Russia seeks 10 years in prison for Putin foe
December 20, 2014  02:55
Russian prosecutors today asked a court to sentence President Vladimir Putin's chief foe to 10 years in prison, but the defiant opposition leader vowed to keep up his fight against the Kremlin regime.

Alexei Navalny, 38, rose to prominence with his investigations of official corruption and played a leading role in organizing massive anti-Putin street protests in 2011 and 2012. But within a month of the government's May 2012 crackdown on the opposition, investigators slapped Navalny with several criminal cases.

In a trial last summer, Navalny was found guilty of embezzlement and sentenced to prison, but he was released the next day after thousands of people protested in the streets of Moscow.
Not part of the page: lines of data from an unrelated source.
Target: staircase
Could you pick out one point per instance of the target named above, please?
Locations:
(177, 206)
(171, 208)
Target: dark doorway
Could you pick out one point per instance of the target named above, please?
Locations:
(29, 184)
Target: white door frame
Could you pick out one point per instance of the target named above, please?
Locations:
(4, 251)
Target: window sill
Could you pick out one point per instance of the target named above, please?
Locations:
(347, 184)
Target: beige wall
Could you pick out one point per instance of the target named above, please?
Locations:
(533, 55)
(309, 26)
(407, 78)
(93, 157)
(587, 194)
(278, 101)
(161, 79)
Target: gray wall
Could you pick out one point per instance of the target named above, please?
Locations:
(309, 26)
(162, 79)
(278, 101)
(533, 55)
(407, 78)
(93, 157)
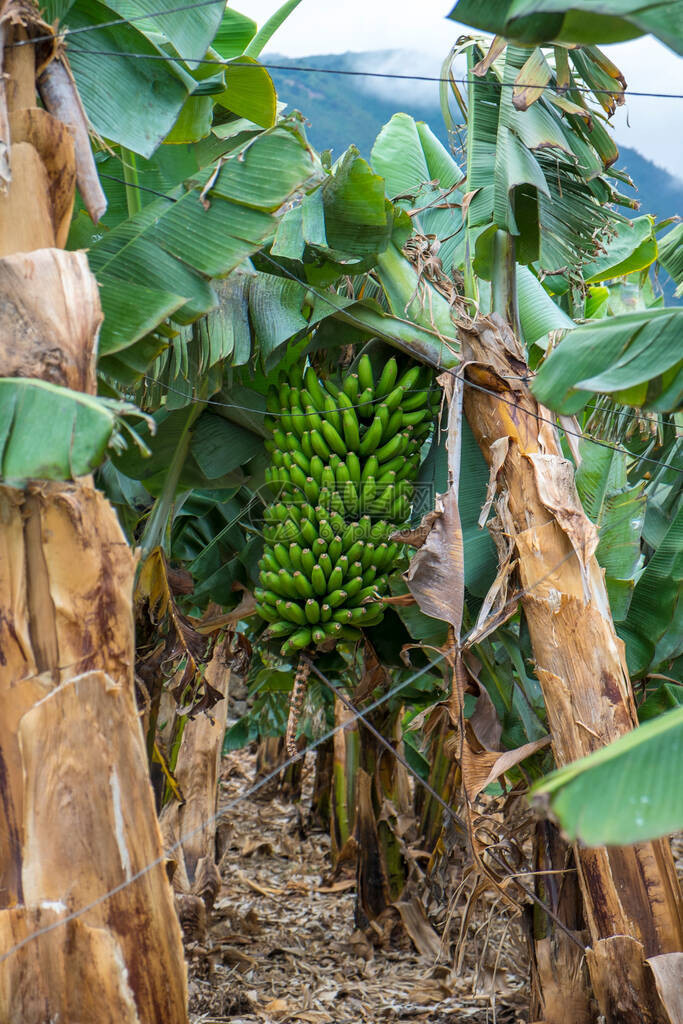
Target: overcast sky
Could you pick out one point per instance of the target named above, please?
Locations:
(653, 126)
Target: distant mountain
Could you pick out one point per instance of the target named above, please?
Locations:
(344, 110)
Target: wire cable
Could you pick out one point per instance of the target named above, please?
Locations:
(358, 323)
(158, 861)
(459, 824)
(74, 914)
(220, 62)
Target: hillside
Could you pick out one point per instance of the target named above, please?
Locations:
(345, 110)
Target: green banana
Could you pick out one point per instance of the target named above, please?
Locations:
(267, 612)
(306, 446)
(291, 611)
(308, 531)
(365, 406)
(307, 561)
(318, 547)
(335, 548)
(318, 581)
(333, 438)
(372, 437)
(301, 585)
(281, 629)
(295, 556)
(353, 466)
(312, 610)
(313, 386)
(387, 378)
(318, 635)
(299, 639)
(350, 387)
(311, 489)
(338, 449)
(318, 444)
(336, 580)
(316, 468)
He was given a suspended sentence instead.

In their closing arguments in a separate trial in a Moscow courthouse, prosecutors asked a judge today to convict Navalny and imprison him for nine years, with an additional year added because of the prior conviction. 

Navalny and his brother Oleg are being prosecuted for allegedly defrauding a French cosmetics company. The company, Yves Rocher, wrote a complaint to investigators, but its representatives have insisted throughout the trial that there never were any damages. The French executive who wrote the complaint also left Russia shortly afterwards and never attended the hearings.